The DQI-I represents a useful index for assessing diet quality across countries [25]. The results indicated that the DQI-I was higher in the footballers than in the controls. Furthermore, the DQI-I had a negative association with urinary 8-OHdG and F2a-IP levels, which could be explained by the consumption of vitamin C, vegetables, and fruits as the main sources of dietary antioxidants [43], considered to be the principal components of this dietary index. Vegetables, fruits, and fruit juices are good sources of vitamin C [44]. It is noteworthy that based on the results, the DQI-I, compared to the HEI, exerted a greater effect on decreasing F2a-IP and 8-OHdG levels. Through fruit, vegetable, and vitamin C intake, the body’s oxidant status will be improved, and the formation of F2a-IP and 8-OHdG will be decreased. To our knowledge, little research on the relationship between DQI-I and OS has been performed, which makes it difficult to compare the results of the present study with similar studies. Only a study by Kim et al. found that diet quality may affect the reduction of OS (measured by malondialdehyde). At the same time, this research proved no correlation between DQI-I and 8-OHdG [13].

Limitations and strengths

The current study has some limitations. Although the FFQ is the most applicable tool for obtaining the long-term usual intake of subjects, recall bias is inevitable. Nevertheless, an attempt was made to solve this problem through face-to-face interviews using a skilled nutritionist. Moreover, using the IPAQ questionnaire may cause misreporting bias due to respondents’ memory errors. Although some confounding factors were adjusted, the recruitment of control participants from medical university students may be considered a limitation due to the potential of having higher nutritional knowledge. In addition, there may be other confounding factors that were not considered in the present study. Another limitation is that because of the cross-sectional nature of the present research, inferring causality is impossible. Thus, in future studies, it is recommended to investigate the mechanism of the effect of the evaluated dietary indicators on the OS situation. Also, the present study sample size was small.
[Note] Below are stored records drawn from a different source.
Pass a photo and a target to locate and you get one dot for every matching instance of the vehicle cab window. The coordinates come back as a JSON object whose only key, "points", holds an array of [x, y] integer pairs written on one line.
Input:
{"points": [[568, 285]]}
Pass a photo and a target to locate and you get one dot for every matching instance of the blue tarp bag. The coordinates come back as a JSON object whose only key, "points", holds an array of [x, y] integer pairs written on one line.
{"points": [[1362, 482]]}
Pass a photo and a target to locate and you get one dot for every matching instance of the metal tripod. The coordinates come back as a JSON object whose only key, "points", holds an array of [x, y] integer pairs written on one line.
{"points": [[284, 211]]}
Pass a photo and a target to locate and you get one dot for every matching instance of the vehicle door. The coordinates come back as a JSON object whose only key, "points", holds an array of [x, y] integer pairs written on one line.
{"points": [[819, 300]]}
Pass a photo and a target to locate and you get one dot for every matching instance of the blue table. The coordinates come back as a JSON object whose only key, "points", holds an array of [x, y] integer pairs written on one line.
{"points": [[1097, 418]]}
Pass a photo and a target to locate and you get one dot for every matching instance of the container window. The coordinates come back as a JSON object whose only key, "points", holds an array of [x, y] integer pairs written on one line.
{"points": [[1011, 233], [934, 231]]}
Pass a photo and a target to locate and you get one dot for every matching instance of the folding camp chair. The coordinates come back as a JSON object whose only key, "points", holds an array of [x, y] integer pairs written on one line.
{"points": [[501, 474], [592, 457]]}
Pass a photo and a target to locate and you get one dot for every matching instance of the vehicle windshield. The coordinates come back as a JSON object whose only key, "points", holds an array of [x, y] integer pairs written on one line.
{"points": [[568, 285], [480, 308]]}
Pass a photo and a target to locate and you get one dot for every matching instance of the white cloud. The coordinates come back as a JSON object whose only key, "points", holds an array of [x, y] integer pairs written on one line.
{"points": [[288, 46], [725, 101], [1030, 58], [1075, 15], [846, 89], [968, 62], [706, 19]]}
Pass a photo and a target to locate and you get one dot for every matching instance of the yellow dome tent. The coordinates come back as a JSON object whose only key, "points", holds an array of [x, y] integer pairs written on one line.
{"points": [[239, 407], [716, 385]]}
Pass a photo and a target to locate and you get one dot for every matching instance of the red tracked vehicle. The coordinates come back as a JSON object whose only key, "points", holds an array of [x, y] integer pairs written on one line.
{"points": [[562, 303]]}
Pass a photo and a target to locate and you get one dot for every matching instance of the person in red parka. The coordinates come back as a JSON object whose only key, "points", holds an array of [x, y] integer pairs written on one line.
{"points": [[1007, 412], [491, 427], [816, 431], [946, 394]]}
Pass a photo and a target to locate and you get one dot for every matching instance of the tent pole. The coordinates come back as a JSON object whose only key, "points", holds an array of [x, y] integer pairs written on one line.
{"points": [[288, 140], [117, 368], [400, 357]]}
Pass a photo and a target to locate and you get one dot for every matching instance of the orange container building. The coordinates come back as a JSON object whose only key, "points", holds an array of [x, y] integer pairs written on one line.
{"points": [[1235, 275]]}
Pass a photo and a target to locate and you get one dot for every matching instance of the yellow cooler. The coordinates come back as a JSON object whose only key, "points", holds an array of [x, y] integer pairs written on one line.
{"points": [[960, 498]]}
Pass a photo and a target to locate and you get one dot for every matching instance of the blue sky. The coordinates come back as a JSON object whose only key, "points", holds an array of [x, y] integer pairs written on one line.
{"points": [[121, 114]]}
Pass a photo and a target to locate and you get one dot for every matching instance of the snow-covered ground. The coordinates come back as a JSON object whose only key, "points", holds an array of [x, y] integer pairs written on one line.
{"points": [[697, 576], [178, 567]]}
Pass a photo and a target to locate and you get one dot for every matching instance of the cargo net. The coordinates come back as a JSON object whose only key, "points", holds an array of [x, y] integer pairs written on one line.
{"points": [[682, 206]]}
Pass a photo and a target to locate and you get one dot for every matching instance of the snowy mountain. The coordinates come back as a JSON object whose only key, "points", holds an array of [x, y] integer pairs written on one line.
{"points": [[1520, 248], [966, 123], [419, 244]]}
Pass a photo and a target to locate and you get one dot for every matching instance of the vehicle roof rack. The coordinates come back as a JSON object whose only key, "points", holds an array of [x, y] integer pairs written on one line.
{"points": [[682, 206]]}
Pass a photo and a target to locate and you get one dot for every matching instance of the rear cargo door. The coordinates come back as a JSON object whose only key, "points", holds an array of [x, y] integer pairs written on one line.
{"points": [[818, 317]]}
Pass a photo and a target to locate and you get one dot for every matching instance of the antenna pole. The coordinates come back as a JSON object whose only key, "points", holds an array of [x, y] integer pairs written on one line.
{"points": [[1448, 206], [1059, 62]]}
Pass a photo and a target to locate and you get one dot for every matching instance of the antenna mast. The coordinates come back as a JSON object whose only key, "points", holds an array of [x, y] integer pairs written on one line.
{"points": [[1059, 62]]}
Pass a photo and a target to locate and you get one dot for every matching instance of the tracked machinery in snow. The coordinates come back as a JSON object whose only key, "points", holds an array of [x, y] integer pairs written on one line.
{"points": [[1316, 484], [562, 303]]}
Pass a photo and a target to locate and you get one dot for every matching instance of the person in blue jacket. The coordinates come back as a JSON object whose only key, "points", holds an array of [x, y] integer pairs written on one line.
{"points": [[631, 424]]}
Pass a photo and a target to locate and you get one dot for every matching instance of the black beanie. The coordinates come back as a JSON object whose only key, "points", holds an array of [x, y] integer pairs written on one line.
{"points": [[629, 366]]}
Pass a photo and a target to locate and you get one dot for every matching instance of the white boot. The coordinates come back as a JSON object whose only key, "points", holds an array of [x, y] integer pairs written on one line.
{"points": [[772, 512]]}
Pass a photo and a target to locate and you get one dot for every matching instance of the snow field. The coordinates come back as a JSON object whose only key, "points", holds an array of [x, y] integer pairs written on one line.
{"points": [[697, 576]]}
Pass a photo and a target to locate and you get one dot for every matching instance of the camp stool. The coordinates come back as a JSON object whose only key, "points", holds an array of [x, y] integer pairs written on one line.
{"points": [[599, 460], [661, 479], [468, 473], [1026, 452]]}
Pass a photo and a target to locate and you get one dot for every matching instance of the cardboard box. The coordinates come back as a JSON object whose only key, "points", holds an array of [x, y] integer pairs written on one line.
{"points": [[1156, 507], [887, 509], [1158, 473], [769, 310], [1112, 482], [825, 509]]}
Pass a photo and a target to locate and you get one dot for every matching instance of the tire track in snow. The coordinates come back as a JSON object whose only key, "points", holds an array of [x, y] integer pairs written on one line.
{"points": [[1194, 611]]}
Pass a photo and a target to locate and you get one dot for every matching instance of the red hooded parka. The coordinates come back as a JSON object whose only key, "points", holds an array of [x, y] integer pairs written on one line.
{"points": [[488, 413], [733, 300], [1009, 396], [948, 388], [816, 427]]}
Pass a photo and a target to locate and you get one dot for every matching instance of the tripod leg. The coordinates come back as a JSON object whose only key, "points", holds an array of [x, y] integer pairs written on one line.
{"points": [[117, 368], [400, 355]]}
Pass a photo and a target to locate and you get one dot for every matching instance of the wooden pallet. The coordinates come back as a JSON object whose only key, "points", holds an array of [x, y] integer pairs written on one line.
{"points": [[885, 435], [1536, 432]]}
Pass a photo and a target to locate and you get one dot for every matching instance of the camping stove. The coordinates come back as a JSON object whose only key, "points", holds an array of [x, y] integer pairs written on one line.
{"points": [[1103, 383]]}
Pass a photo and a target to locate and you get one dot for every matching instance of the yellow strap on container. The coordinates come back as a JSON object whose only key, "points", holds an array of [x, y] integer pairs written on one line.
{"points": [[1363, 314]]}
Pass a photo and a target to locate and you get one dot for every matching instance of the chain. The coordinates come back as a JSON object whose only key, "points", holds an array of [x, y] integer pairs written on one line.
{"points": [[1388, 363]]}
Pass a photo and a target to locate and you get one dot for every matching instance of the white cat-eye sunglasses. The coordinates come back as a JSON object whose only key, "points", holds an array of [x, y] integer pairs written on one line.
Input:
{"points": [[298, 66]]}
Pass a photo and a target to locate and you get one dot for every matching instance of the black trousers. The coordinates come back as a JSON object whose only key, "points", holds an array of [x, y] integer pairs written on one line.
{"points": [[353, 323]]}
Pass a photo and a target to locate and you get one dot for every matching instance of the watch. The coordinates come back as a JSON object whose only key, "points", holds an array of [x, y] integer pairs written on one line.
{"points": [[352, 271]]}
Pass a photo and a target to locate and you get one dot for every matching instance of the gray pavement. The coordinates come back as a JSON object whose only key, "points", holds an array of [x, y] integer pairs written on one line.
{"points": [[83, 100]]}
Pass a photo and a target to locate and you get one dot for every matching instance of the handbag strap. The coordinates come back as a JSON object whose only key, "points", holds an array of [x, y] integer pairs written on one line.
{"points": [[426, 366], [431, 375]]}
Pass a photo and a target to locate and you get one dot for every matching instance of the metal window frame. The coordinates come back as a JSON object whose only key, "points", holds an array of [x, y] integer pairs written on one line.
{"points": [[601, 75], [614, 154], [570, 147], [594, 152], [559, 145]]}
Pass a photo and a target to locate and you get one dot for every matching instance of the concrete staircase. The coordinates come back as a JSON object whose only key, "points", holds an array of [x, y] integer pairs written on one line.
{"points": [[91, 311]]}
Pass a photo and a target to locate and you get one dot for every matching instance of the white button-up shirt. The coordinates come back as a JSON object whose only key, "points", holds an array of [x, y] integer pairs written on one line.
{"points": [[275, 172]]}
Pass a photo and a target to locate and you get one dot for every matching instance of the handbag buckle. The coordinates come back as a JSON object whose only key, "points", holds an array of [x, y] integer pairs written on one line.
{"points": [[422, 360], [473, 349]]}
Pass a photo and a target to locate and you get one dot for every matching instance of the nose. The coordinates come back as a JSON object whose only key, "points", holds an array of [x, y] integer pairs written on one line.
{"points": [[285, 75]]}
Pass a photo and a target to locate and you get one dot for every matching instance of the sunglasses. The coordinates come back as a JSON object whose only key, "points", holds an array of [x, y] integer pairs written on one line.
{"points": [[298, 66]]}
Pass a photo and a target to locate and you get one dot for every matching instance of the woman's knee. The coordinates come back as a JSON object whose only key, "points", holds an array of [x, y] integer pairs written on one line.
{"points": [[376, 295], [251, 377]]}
There are several strengths in the current study. First, to our knowledge, this is the first study that evaluated DQI-I and HEI and their relationship with oxidative levels in football athletes. Second, we used the DQI-I and HEI indices, which include key components in the Iranian dietary guidelines (such as the intake of whole grains, vegetables, fruits, and sodium) [45]. Third, a valid FFQ was used to assess food intake.

Conclusions

In the present study, the quality of the footballers’ diet was higher than that of the control group. The diet quality indices of HEI and DQI-I revealed significant and negative associations with OS, as measured by 8-OHdG and F2a-IP, indicating that consuming a high-quality diet rich in vegetables and fruits as the main sources of dietary antioxidants may reduce OS. Further research must be conducted to generalize the findings to other groups and confirm the present findings.